Alltagsbegleiter: wertvolle Unterstützung im Pflegealltag
Alltagsbegleiter helfen pflegebedürftigen Menschen bei den Dingen des täglichen Lebens — Begleitung, Gesellschaft, Hilfe im Haushalt — und schenken pflegenden Angehörigen verlässliche Pausen. Wie das funktioniert, welche Arten es gibt und wie es über den Entlastungsbetrag finanziert wird, erfahren Sie hier.
- Betreuung & Begleitung im Alltag
- Entlastung für Angehörige
- Finanzierung über 131 €
- Abgrenzung zum Pflegedienst
Alltagsbegleiter auf einen Blick
Drei Dinge vorweg, die den Einstieg erleichtern.
- Was machen Alltagsbegleiter? Sie unterstützen pflegebedürftige Menschen bei alltäglichen Dingen — Begleitung zu Terminen, Spaziergänge, Gesellschaft, Hilfe im Haushalt. Pflegerische und medizinische Aufgaben übernehmen sie bewusst nicht; dafür ist ein Pflegedienst zuständig.
- Wer kann sie nutzen? Menschen mit anerkanntem Pflegegrad — schon ab Pflegegrad 1. Alltagsbegleitung schenkt der pflegebedürftigen Person Teilhabe und gibt pflegenden Angehörigen verlässliche Pausen.
- Wie wird das bezahlt? In aller Regel über den Entlastungsbetrag von 131 € im Monat (§ 45b SGB XI) — vorausgesetzt, das Angebot ist nach Landesrecht anerkannt.

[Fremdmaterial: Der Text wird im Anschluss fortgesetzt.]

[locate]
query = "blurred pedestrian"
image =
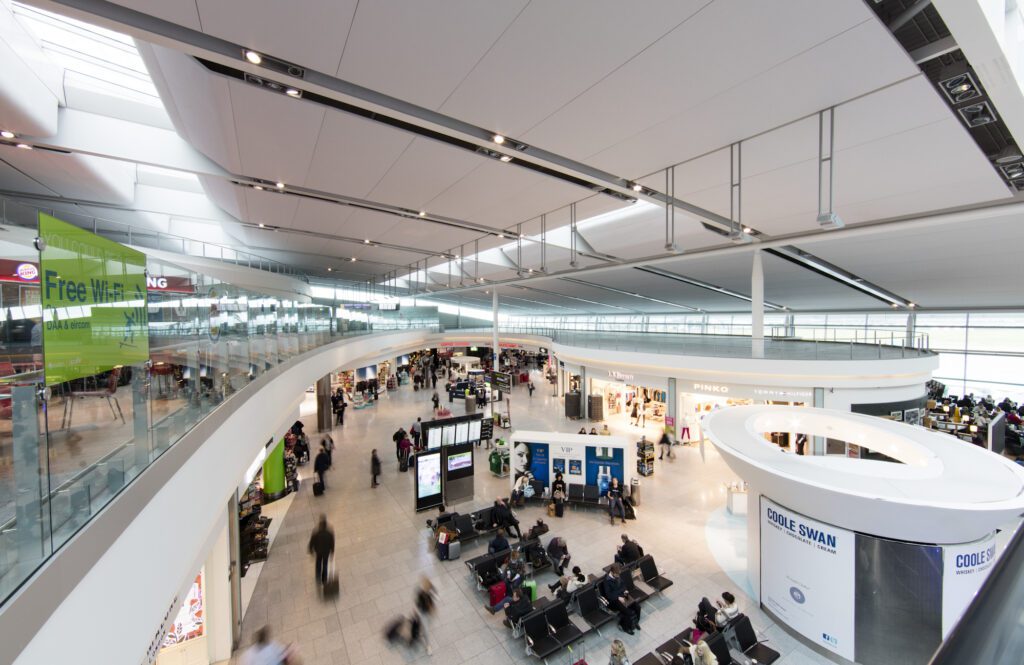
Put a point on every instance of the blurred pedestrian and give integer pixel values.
(322, 544)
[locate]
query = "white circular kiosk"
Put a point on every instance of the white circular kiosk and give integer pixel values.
(870, 560)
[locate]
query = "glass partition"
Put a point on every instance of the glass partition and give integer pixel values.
(70, 442)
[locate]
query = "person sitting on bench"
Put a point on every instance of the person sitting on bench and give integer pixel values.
(568, 584)
(629, 552)
(499, 543)
(517, 608)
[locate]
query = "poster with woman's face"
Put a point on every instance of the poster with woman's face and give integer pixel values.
(520, 458)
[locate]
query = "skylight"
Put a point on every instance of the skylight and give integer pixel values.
(102, 55)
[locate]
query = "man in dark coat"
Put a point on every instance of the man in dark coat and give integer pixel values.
(322, 544)
(322, 464)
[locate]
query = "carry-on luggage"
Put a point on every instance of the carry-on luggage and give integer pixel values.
(496, 592)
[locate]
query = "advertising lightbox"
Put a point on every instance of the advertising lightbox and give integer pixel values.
(428, 481)
(807, 576)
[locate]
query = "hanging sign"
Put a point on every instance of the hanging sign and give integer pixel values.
(94, 302)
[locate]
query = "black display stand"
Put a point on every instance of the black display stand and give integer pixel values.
(253, 527)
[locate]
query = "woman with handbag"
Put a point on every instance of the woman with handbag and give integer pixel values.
(558, 494)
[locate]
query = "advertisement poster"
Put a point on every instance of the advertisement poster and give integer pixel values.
(94, 302)
(428, 481)
(188, 623)
(532, 458)
(807, 576)
(603, 464)
(964, 570)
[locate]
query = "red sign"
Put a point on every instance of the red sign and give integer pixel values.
(18, 272)
(169, 284)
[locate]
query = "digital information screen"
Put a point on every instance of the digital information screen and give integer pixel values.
(428, 481)
(460, 460)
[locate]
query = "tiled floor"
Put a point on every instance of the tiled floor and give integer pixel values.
(383, 550)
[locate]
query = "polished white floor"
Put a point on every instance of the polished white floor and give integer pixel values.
(383, 551)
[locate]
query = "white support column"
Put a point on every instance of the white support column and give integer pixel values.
(494, 332)
(758, 306)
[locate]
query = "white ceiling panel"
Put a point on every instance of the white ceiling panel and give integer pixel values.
(420, 51)
(13, 180)
(183, 12)
(269, 208)
(424, 170)
(310, 33)
(229, 198)
(325, 217)
(553, 52)
(854, 63)
(950, 265)
(353, 154)
(276, 134)
(198, 102)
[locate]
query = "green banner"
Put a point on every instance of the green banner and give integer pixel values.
(94, 302)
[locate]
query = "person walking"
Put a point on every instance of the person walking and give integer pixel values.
(614, 495)
(321, 465)
(328, 444)
(322, 544)
(416, 430)
(265, 651)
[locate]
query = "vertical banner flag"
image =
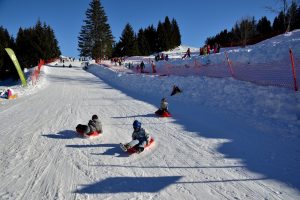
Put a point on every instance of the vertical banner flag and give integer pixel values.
(13, 57)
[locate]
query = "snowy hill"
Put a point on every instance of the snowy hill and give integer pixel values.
(227, 139)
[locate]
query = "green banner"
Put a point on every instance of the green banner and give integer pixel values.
(13, 57)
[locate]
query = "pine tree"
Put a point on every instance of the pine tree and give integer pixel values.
(151, 37)
(292, 16)
(128, 42)
(143, 44)
(278, 23)
(36, 43)
(175, 34)
(161, 37)
(168, 30)
(264, 28)
(95, 38)
(7, 68)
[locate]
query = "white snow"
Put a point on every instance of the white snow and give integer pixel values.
(227, 139)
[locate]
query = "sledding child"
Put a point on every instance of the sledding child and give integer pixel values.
(175, 90)
(95, 124)
(140, 138)
(163, 105)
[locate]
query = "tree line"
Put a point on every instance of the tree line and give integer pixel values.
(95, 39)
(149, 40)
(248, 31)
(30, 45)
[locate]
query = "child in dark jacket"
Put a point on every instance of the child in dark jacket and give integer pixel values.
(95, 124)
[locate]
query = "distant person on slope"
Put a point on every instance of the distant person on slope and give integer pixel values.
(175, 90)
(142, 67)
(187, 54)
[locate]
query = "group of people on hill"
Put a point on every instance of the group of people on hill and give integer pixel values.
(161, 56)
(140, 137)
(207, 49)
(6, 94)
(117, 60)
(141, 67)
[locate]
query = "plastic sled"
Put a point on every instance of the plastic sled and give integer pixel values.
(163, 113)
(80, 131)
(14, 96)
(133, 149)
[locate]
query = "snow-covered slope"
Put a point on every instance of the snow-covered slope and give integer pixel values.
(227, 139)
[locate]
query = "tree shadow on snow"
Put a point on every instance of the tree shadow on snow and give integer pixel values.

So entstehen für Familien oft keine eigenen Kosten.
Alltagsbegleitung in Zahlen
- Rechtsgrundlage § 45a SGB XI Angebote zur Unterstützung im Alltag
- Entlastungsbetrag 131 € monatlich, schon ab Pflegegrad 1
- Anerkennung Landesrecht anerkannte Anbieter sind erstattungsfähig
- Abrechnung direkt viele Dienste rechnen mit der Pflegekasse ab
Was Alltagsbegleiter leisten — und was nicht
Was sind Alltagsbegleiter?
Alltagsbegleiterinnen und Alltagsbegleiter — fachlich „Angebote zur Unterstützung im Alltag“ nach § 45a SGB XI — helfen pflegebedürftigen Menschen bei den Dingen des täglichen Lebens. Sie begleiten zu Terminen, gehen spazieren, leisten Gesellschaft, hören zu und unterstützen bei leichten Aufgaben im Haushalt. Im Mittelpunkt stehen Teilhabe, Sicherheit und Wohlbefinden.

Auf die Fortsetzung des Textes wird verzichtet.